THE OLD STUDENT PRISON
One of my favourite discoveries was a well-preserved relic, an old students’ prison at University Square. This was where troublesome princelings of the elite classes were detained for their minor crimes. Sketches, scribbles and graffiti cover the walls, telling us of the often light-hearted existence in the dorms, and an obvious lamentation of the lack of the company of women. Being sentenced here was almost a badge of honour. Back then, meeting girls was not easy, and when the young ladies did visit nearby cafes, they were closely chaperoned. A local entrepreneur capitalized on the boy-girl frisson, and developed a chocolate called ‘student-kiss’, where the wrapper pictures a couple that is nearly kissing.

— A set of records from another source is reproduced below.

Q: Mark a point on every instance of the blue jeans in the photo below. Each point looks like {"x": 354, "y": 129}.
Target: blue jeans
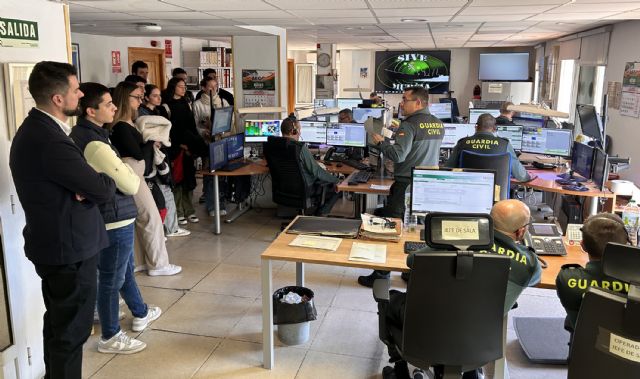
{"x": 115, "y": 275}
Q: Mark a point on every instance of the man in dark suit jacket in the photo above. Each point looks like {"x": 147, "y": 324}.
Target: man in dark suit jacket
{"x": 59, "y": 193}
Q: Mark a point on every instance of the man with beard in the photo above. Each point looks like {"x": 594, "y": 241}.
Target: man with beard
{"x": 64, "y": 230}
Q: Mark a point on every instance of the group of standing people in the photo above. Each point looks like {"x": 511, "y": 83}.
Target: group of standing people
{"x": 92, "y": 192}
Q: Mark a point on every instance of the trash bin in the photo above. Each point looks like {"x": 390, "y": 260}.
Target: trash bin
{"x": 293, "y": 319}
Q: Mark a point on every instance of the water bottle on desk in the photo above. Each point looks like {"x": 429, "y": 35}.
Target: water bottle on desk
{"x": 631, "y": 219}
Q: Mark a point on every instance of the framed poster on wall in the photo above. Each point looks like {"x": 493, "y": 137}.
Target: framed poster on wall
{"x": 18, "y": 98}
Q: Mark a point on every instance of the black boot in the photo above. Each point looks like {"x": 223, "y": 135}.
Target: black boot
{"x": 368, "y": 280}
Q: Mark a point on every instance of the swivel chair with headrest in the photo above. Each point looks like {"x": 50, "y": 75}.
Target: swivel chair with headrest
{"x": 453, "y": 315}
{"x": 289, "y": 184}
{"x": 606, "y": 341}
{"x": 500, "y": 163}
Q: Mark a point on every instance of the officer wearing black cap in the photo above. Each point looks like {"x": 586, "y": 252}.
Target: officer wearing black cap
{"x": 485, "y": 141}
{"x": 574, "y": 280}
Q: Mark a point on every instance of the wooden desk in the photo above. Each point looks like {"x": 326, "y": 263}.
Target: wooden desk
{"x": 258, "y": 167}
{"x": 396, "y": 261}
{"x": 546, "y": 181}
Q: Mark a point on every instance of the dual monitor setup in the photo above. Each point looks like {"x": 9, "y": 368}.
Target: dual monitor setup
{"x": 316, "y": 132}
{"x": 536, "y": 140}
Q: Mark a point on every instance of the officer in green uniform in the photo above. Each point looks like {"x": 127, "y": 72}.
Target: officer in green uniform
{"x": 574, "y": 280}
{"x": 485, "y": 141}
{"x": 312, "y": 171}
{"x": 417, "y": 143}
{"x": 510, "y": 221}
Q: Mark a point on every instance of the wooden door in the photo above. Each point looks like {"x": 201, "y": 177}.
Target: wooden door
{"x": 155, "y": 59}
{"x": 291, "y": 83}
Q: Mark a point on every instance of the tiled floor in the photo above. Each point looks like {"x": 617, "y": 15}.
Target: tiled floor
{"x": 211, "y": 322}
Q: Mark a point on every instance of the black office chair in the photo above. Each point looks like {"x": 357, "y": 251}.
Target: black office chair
{"x": 289, "y": 185}
{"x": 453, "y": 315}
{"x": 607, "y": 336}
{"x": 500, "y": 163}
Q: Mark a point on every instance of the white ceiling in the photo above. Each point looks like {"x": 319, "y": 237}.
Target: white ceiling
{"x": 358, "y": 24}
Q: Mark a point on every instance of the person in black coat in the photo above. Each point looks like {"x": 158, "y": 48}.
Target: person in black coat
{"x": 186, "y": 146}
{"x": 64, "y": 231}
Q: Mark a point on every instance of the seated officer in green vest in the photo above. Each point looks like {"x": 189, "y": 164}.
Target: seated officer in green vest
{"x": 574, "y": 280}
{"x": 510, "y": 221}
{"x": 485, "y": 141}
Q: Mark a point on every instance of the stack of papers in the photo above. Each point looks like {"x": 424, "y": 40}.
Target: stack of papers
{"x": 368, "y": 252}
{"x": 378, "y": 228}
{"x": 316, "y": 242}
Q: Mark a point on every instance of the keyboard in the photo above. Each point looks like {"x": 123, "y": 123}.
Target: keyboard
{"x": 413, "y": 246}
{"x": 360, "y": 177}
{"x": 232, "y": 166}
{"x": 355, "y": 164}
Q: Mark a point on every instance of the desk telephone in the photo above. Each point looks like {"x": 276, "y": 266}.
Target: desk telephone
{"x": 545, "y": 239}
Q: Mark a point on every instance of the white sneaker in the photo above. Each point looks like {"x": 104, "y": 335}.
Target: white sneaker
{"x": 139, "y": 324}
{"x": 165, "y": 271}
{"x": 121, "y": 343}
{"x": 140, "y": 268}
{"x": 179, "y": 233}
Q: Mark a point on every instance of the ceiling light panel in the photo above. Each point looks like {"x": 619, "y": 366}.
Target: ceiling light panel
{"x": 394, "y": 4}
{"x": 479, "y": 11}
{"x": 222, "y": 5}
{"x": 129, "y": 6}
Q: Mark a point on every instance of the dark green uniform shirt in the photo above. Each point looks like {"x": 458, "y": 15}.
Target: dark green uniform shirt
{"x": 573, "y": 280}
{"x": 487, "y": 143}
{"x": 417, "y": 143}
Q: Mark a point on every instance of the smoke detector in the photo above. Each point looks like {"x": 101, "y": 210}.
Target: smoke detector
{"x": 148, "y": 27}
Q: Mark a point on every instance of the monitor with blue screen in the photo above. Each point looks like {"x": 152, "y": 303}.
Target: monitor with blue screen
{"x": 235, "y": 146}
{"x": 259, "y": 130}
{"x": 217, "y": 154}
{"x": 222, "y": 120}
{"x": 350, "y": 135}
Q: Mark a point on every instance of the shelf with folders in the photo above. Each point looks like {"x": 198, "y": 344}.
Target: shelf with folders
{"x": 224, "y": 74}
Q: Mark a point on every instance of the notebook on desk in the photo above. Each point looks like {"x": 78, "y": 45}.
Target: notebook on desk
{"x": 325, "y": 226}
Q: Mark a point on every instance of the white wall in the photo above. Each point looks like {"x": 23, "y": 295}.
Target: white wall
{"x": 95, "y": 55}
{"x": 624, "y": 131}
{"x": 26, "y": 303}
{"x": 464, "y": 72}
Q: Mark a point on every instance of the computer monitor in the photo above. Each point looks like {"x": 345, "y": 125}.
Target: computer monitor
{"x": 346, "y": 102}
{"x": 582, "y": 160}
{"x": 441, "y": 110}
{"x": 259, "y": 130}
{"x": 600, "y": 168}
{"x": 453, "y": 190}
{"x": 222, "y": 120}
{"x": 217, "y": 154}
{"x": 235, "y": 146}
{"x": 590, "y": 122}
{"x": 513, "y": 133}
{"x": 360, "y": 115}
{"x": 547, "y": 141}
{"x": 351, "y": 135}
{"x": 454, "y": 132}
{"x": 475, "y": 113}
{"x": 533, "y": 122}
{"x": 313, "y": 132}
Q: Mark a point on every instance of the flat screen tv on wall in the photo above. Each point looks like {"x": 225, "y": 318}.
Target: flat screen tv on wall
{"x": 504, "y": 67}
{"x": 397, "y": 70}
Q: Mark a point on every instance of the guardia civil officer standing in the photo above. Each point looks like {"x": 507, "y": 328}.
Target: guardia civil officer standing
{"x": 485, "y": 141}
{"x": 60, "y": 193}
{"x": 417, "y": 143}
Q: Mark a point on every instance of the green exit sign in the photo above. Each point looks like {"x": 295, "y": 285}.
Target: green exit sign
{"x": 18, "y": 33}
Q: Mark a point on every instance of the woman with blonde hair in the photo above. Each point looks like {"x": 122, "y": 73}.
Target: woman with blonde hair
{"x": 151, "y": 251}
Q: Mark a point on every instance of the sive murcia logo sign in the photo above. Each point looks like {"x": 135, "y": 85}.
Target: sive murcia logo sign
{"x": 18, "y": 33}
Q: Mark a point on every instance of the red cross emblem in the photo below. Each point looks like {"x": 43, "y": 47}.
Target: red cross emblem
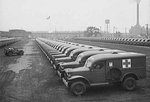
{"x": 126, "y": 63}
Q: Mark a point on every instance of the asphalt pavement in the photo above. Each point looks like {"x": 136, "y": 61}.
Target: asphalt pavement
{"x": 35, "y": 80}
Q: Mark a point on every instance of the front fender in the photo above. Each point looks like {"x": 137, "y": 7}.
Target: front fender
{"x": 78, "y": 77}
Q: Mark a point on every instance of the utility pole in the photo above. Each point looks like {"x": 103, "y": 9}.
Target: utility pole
{"x": 114, "y": 31}
{"x": 147, "y": 31}
{"x": 48, "y": 18}
{"x": 125, "y": 31}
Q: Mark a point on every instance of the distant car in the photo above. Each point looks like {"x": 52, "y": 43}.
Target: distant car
{"x": 13, "y": 51}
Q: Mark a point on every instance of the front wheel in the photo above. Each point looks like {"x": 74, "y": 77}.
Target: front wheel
{"x": 10, "y": 53}
{"x": 129, "y": 83}
{"x": 78, "y": 88}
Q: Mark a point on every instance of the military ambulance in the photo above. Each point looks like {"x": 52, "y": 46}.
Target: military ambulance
{"x": 81, "y": 59}
{"x": 103, "y": 69}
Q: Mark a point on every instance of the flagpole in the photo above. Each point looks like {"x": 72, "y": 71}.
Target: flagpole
{"x": 48, "y": 18}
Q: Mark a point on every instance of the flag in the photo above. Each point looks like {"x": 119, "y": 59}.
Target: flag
{"x": 48, "y": 18}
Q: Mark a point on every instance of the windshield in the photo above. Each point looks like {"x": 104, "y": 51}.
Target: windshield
{"x": 71, "y": 53}
{"x": 79, "y": 58}
{"x": 88, "y": 63}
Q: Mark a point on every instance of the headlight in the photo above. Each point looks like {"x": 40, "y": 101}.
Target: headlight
{"x": 69, "y": 75}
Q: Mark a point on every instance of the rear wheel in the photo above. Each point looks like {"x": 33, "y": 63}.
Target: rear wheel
{"x": 10, "y": 53}
{"x": 21, "y": 53}
{"x": 78, "y": 88}
{"x": 129, "y": 83}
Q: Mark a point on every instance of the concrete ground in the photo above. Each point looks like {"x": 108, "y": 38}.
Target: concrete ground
{"x": 34, "y": 79}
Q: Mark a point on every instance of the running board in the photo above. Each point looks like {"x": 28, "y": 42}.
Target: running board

This popular treat continues to be a romantic present even today, recalling the innocence of a bygone era.
PLAN YOUR TRIP
BEST TIME TO GO - In the Spring and autumn to avoid the summer tourist crunch
WHERE TO STAY - Hotel Ritter, on Market Square, is housed in one of the oldest stone buildings (from 1592), which maintains many original features.
EAT AT - Wesser’s Bock (German cuisine), Goldener Hecht (Austrian), piccolo Mondo (Italian) and the River Café (Contemporary Mediterranean)
EXPLORE - The graffiti clad, atmospheric old student prison at Germany’s oldest university (1386) at Universitatsplatz. Take the funicular or climb the steps up to Heidelberg Castle for the chlorophyll clad ruins and views of the town.